Zander and Ace had many more adventures together. They would go on to rescue each other many more times before the end. Theo and Yarrow remained by their sides as well, unfailingly devoted to one another and to their friends. Together, the four of them lived so fully, with such reckless love and abandon, Theo would eventually fill four handwritten books with tales of their adventures.

By the time this particular life had been wrung dry, both A and Z had found what their hearts longed for, what their souls required. For Ace, it was freedom—and the courage to keep it. Never again was she asked to sacrifice the life her heart desired for the sake of her propriety, nor that of a man’s, and never again did she say “yes” when her heart knew she must say “no.”

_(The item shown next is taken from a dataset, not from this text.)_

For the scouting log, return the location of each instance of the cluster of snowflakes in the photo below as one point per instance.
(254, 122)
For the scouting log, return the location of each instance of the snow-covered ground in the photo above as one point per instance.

For Zander, the dreams he had as a little boy of a life filled with love and adventure came true, and they were far better than he could ever have imagined. The warmth and belonging he’d missed as a child, the community he longed for as an adult, and the adventure he was always too scared to ask for all fell in his lap that day in the jungle, ushered in with a kiss. And in the end, he became a rather remarkable pirate.